Perhaps I'm just fascinated with "identity" (in a psychological theorist sort of way), and work is a major way that people gain "identity". I think, sometimes, that "identity" could be defined as how you think other people see you.

So, really, I'm working myself into another attempt at my living without mirrors post.

btw, this cow we've been milking for 3 years now I think. She was a reject from a dairy, her production went down (oh surprise surprise) when she got to a certain point in her pregnancy. I think it has taken her almost this long to get used to being a homestead milker instead of a production milker. When we get our fences furbed again, we're just going to buy a bull and see what happens...and then sell or eat the excess. We've never been as successful in continuously milking the goats, but then that probably has something to do with the fact that the billy runs with them.

el said...

(Now I have this image in my head of you in flowing robes smacking your followers. Hah!)

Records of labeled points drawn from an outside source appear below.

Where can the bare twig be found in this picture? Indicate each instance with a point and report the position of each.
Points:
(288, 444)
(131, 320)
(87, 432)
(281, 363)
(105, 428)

Well, you're really on to something with the "x is so hard" thing, both in the perception and the doing. It IS identity for so many, and I'm not necessarily thinking about employment. There's a certain woman in my family who just expects the world to stop and bow to her because she's raising 2 kids under 4 and STILL makes dinner every night (out of packages, but let's not quibble) and I kinda shake my head, because she doesn't, you know, have a job besides.

I guess my mirror is one of a woman trying to achieve a certain base competency, you know? I want to be able to do fairly well (as in, not fail overmuch) at whatever it is that I am doing...and yeah, I stretch myself in the juggling, quite often, to do it. Do I expect to be, say, a prize cheesemaker? For my family, and maybe a few dear friends, yes, sure. But not at the expense of everything else I want to do well, like (here I am going to say it) making money at my actual profession. It's just keeping the ball in the air, as you said. And laughing when it falls, because it will. Sometimes, life throws you a lot of balls. And sometimes, people want to juggle.

But I do honestly wonder what people do with all their time. And then I am reminded of the existence of the television.

clairesgarden said...

televison does suck up a lot of time, destroys imagination, provides images that people lust after.. my neighbors think that everything should be as exciting as they see the soaps on television and do not realise it is 'made up'. they do not have jobs so have plenty of time to make trouble. they have no capacity for peace or mindfulness, and have now destroyed my peace so much I will have to move on. its difucult that I have worked so hard to have my own little home for nearly ten years and now it comes to nothing as I move into a room in friends house.

CG said...

sorry about your experience Claire. I also think "shopping" as a pastime, as a recreation, creates much "want" which then turns to suffering. People think if they have more stuff they suffer less.